Creating a siege mentality from time to time isn’t a bad idea, especially if your resources dwarf that of your opponent. But ahead of Everton’s clash with Manchester United, Roberto Martinez has urged his side to break away from their underdog mentality and attack rather than keep the score line respectable.

It’s the legacy David Moyes has left at Goodison Park. There was a lot of talk about what Martinez could do with a side who were already very good and well organised at the back. He’s since improved the attack and the balance has worked well in these early stages of his tenure.

Moyes has spoken of wanting to leave places like Old Trafford “alive” while he was in charge at Everton, a mentality that falls in line with the club’s horrible away record under the Scot: zero wins from away games at Manchester United, Chelsea, Arsenal and Liverpool.

Arguably that mentality of damage limitation followed him when he took over from Alex Ferguson this past summer. The match and result against Chelsea would testify to that. But Everton under Martinez have only lost one game in the league this season, away to the notoriously difficult Manchester City. Despite a blip which saw back-to-back nil-nil draws in November, this new Everton have learnt how to be adventurous and enterprising.

The important factor in this is that Everton play their own game when travelling away to the big clubs. They need to look like they belong if they’re to sustain this challenge on the top four. They looked good going forward in the Merseyside derby, where had it not been for a wasteful Gerard Deulofeu (or a good Simon Mignolet in goal), Everton would have added to their three goals scored.

Make no mistake, Everton have the personnel to get good results away from home. Many of the top clubs in the league will put forward their interest in Romelu Lukaku at the end of the season when he returns to Chelsea; Leighton Baines is regularly linked with a move away, with United consistently leading the chase; Kevin Mirallas was close to signing for Arsenal before he decided on Everton; Gareth Barry is a title winner with Manchester City; and Ross Barkley has the makings of a future star at international level and one who is now a regular in the Everton team. It’s a “mental barrier that needs to be overcome, not a technical one,” as Martinez put it.

And it would be wrong to overlook Martinez’s willingness to play attacking football. Wigan, often terrible at the back, would on occasion cause problems for some of the better teams in the league. Martinez’s Wigan have in the past won away to Arsenal, Tottenham and Liverpool, and beat Manchester City at Wembley last season to lift the FA Cup. The Spaniard’s teams may have been poor and eventually unable to avoid relegation, but he’s not an advocate of defensive football.
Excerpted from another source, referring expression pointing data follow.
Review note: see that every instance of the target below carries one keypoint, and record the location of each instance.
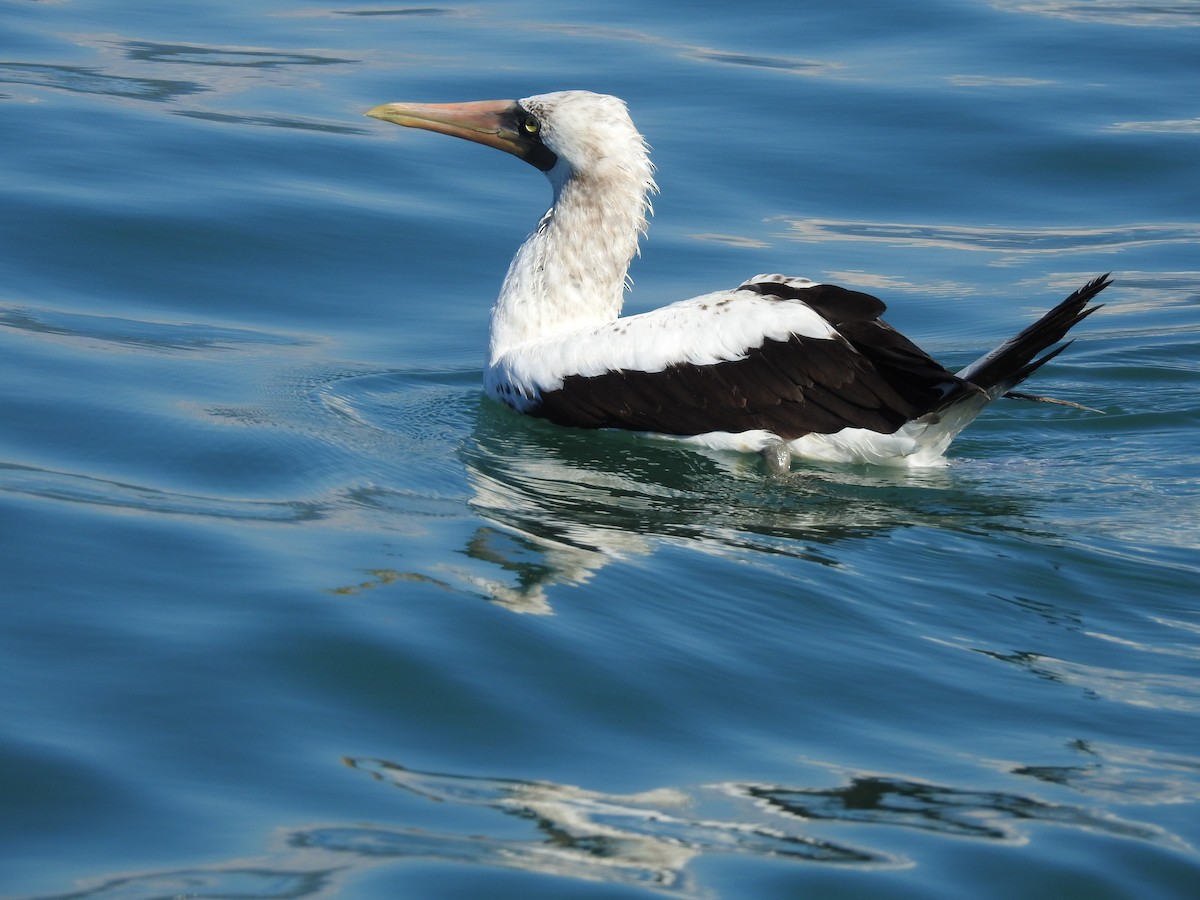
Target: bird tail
(997, 372)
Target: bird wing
(784, 355)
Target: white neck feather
(571, 271)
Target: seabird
(778, 365)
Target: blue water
(289, 610)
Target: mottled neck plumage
(571, 273)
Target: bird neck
(571, 271)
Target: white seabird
(778, 365)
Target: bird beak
(486, 121)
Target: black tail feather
(1017, 359)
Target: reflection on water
(651, 838)
(562, 503)
(81, 79)
(1111, 12)
(1048, 240)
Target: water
(291, 611)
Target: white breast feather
(703, 331)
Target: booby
(779, 365)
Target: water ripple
(993, 240)
(645, 840)
(223, 57)
(81, 79)
(1110, 12)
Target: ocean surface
(291, 611)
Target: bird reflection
(645, 840)
(552, 507)
(559, 504)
Getting a result from Old Trafford isn’t an insurmountable task. Southampton have shown this season what a well organised side can do, while West Brom took all three points upon their visit in September. It’s not impossible. Bar Everton’s 4-4 draw at Old Trafford two seasons ago, it’s difficult to think of a time where Moyes urged his team to go for a positive result. It speaks of him rather than the club as a whole, especially considering the length of his stay at Everton.

Martinez has a chance to put that right. Of course, a swing in mentality and a dramatic improvement in results won’t happen overnight. But the Spaniard can announce himself and a new era at the club by ridding the team of the underdog tag and playing this newly-adopted attacking brand of football.